Starring Ben Stiller, Austin Abrams, Jenna Fischer, Shazi Raja, Michael Sheen, Jermaine Clement, Luke Wilson, Mike White
Brad (Stiller) is having a very bad time as he and his son Troy (Abrams) go visiting university prospects. It brings to Brad’s mind his own college days, his beloved mentor, and four close buddies. As he reminisces, he becomes more and more agitated, comparing himself and his life to his imaginings about his friends’ lives. It seems that they have all been more successful than he (he’s focusing solely on the financial aspects), although he has a happy marriage and his son is looking at top-notch colleges.
This part of the film is difficult to sit through because Brad’s self-preoccupation and competitiveness keep us from empathizing with what he is going through. But this is also where writer-director Mike White’s insight and perception into the human mind and his social sensitivities make his films (e.g., The Good Girl, Beatriz at Dinner) a step above so many. Across the course of the film, Brad will have a number of illuminating conversations that will help him resolve his midlife crisis.
Each conversation is very different, but always on the right track and relieving to us as characters say to Brad what we would like to. Two surprising ones are the encounters he has with his son’s young friend Ananya (Raja). She is not cruel, but to the point in giving him feedback about himself.
This is probably one of Stiller’s best performances, and the rapport between him and Abrams as his son and Jenna Fischer as his wife is optimal.

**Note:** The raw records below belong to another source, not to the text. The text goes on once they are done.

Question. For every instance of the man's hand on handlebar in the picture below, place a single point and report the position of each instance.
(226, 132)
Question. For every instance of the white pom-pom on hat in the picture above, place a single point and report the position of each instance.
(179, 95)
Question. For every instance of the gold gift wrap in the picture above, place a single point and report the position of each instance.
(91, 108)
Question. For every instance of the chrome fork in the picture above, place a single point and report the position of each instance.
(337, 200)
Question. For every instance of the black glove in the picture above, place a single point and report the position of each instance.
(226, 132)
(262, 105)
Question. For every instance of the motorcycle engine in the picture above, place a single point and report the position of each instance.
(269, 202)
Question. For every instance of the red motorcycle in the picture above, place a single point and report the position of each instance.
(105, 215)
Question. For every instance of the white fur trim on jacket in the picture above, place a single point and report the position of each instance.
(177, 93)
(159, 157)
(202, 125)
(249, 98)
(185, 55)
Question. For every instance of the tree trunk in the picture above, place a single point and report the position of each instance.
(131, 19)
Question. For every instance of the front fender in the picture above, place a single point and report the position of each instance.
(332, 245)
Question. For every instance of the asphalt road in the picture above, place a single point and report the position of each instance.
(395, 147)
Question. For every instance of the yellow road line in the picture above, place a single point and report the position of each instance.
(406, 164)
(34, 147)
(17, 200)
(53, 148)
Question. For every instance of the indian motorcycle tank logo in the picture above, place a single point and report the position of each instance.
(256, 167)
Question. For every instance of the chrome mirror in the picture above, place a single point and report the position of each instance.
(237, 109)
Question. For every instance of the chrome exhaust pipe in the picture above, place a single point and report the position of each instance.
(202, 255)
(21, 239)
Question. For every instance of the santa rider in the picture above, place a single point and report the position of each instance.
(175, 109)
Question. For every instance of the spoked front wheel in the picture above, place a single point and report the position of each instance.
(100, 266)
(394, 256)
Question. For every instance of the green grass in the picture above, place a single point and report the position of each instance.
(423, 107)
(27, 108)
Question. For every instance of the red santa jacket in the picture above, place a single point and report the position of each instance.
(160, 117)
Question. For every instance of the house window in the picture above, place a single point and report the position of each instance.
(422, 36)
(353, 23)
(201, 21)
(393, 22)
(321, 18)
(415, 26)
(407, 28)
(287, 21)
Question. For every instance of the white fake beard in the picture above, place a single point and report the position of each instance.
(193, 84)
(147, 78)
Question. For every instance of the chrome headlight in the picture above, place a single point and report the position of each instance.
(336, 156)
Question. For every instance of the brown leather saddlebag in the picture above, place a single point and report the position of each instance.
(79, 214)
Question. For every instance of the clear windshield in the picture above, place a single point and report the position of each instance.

“You still think the world was made for you.” Then she goes on to talk about white privilege and male privilege, and how fortunate Brad is to have what he does. His other conversations are with his college buddies, Craig (Sheen), Billy (Clement), and Jason (Wilson) in which he gets status updates on their lives. A much anticipated dinner with Craig fills him in on the other friend, Mike (White in his own cameo).
I like that Brad is not portrayed simply as a wienie; he has a successful company, is able to use his connections to help Troy make up for a missed appointment, and stands up to his principles in the final conversation. He seems to have made a turn-around by the end of the film. He does remind me of Doug (John Lithgow) in Beatriz at Dinner; privileged and annoying at times, but not a really bad person; in fact, Brad’s rapid changes show a strong character with values underneath.
This is probably one of Stiller’s best performances, and the rapport between him and Abrams as his son and Jenna Fischer as his wife is optimal. Brief appearances by Sheen, Clement, Wilson, and White add richness and heighten interest; and Shazi Raja is so good, I expect a bright future ahead for her. Music by Mark Mothersbaugh and cinematography by Xavier Grobet reflect their talents and experience as artists.
A painful but ultimately rewarding trip into the mind of a man having a midlife crisis.